Simões - Eu estou com 67 anos. Tenho outros objetivos. Não é nem por saúde, porque eu ainda estou bem, eu faço esporte. Mas começamos a ter outros valores. Podemos contribuir com a experiência de outras maneiras. Eu tenho netos, quero curtir os netos. E assim a gente vai. A gente tem que saber que há passagens na vida. 
JC - Como avalias o atual cenário das mudanças climáticas?
Simões - Hoje, a comunidade científica sabe muito bem os cenários de mudança do clima. Sabemos que, infelizmente, vamos atingir dois graus na média global, mas esse não é o problema principal. O principal é que estamos afetando toda a circulação atmosférica e oceânica, e pode ser que tenha processos que ainda nem sabemos, inclusive os últimos dois, três anos estão mais aquecidos do que os modelos estavam prevendo. Temos a questão do nível do mar que está aumentando e vai afetar evidentemente a nossa costa. E, voltando para o Rio Grande do Sul, isso afeta a nossa planície costeira, que é muito baixa. E estamos vendo uma desestabilização do ecossistema planetário, e isso pode ter uma série de consequências socioeconômicas, inclusive levar a uma crise civilizatória. Temos que parar o negacionismo, tanto por interesses econômicos quanto ideológicos, que tentam ignorar essas informações. Se não segurarmos dois e meio, três ou quatro graus não tem volta. Nós jogamos o planeta em outro estado de equilíbrio. E as consequências disso ainda nem sabemos
JC - E diante desse cenário, qual deve ser o papel da humanidade? O que precisa ser feito para frear esse avanço das mudanças climáticas? 

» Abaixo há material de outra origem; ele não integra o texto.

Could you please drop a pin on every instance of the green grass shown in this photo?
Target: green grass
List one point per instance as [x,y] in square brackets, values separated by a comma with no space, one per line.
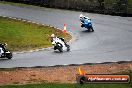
[74,85]
[25,36]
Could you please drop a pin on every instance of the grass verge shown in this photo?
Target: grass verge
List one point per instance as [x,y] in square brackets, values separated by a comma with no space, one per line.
[21,35]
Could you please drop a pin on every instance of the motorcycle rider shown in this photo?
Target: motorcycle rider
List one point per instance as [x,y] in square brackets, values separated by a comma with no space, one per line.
[54,38]
[84,19]
[3,46]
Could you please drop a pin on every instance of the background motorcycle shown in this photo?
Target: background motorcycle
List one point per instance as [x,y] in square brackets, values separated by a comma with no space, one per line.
[5,54]
[87,24]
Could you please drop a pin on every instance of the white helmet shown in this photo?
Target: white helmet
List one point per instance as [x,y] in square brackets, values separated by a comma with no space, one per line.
[52,35]
[81,16]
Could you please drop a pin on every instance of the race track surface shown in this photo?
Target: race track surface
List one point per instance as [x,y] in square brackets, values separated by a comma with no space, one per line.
[111,41]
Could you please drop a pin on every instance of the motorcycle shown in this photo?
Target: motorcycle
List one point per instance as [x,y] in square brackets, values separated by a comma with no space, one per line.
[87,24]
[60,45]
[5,54]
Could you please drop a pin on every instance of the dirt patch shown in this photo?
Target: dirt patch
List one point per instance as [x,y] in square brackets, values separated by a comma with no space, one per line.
[62,74]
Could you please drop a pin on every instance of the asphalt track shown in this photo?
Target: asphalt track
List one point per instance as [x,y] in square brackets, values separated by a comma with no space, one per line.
[111,41]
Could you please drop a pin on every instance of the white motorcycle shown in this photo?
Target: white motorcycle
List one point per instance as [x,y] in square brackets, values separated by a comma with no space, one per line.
[60,45]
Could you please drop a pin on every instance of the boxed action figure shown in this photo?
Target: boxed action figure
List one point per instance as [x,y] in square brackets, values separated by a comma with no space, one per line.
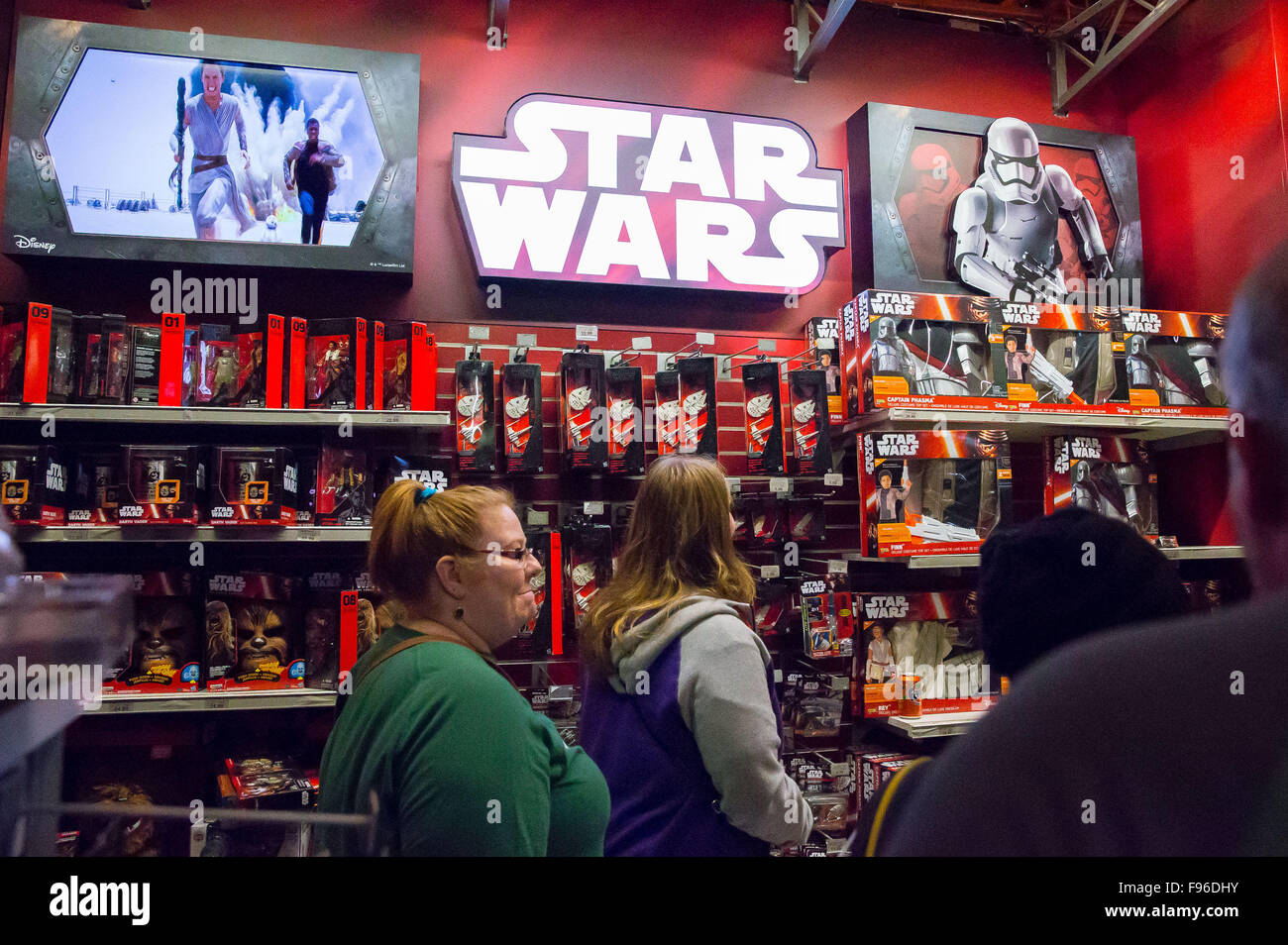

Simões - Todo mundo sabe que cedo ou tarde vamos ter que mudar o nosso padrão de consumo. Não existe um planeta infinito com recursos infinitos. Já estamos vendo algumas crises no mundo. Crises na economia, crises ambientais… todo mundo diz, mas ninguém faz. Tem que ter uma economia mais sustentável, mais cíclica, menos consumo de combustíveis fósseis, mais transportes não individuais. Um indivíduo sempre pode contribuir, principalmente com a educação das próximas gerações. Mas o que vai mudar são atitudes políticas e grupos de pressão atuando sobre governantes. 
JC - Por fim, neste novembro, acontece a 30ª Conferência das Nações Unidas sobre Mudança do Clima, COP30. Qual a importância desse evento? Quais pautas que não podem ficar de fora nos debates? 
Simões - Olha, a importância já está no número, né? A "COP30". Mas, infelizmente isso também significa que não conseguimos seguir as recomendações e tomar decisões. Temos que ter uma negociação nesses diferentes processos que já ocorrem desde a Rio-92 para tentar cortar a produção dos gases de efeito estufa. Lembrando que o gás de efeito estufa, como a gente está falando, é da intensificação, porque o efeito estufa é um processo natural. Mas estamos intensificando isso. Temos que reduzir primeiro essa produção, senão não sabemos onde é que vai acabar. Mas eu sou muito pessimista, porque ninguém quer pagar a conta.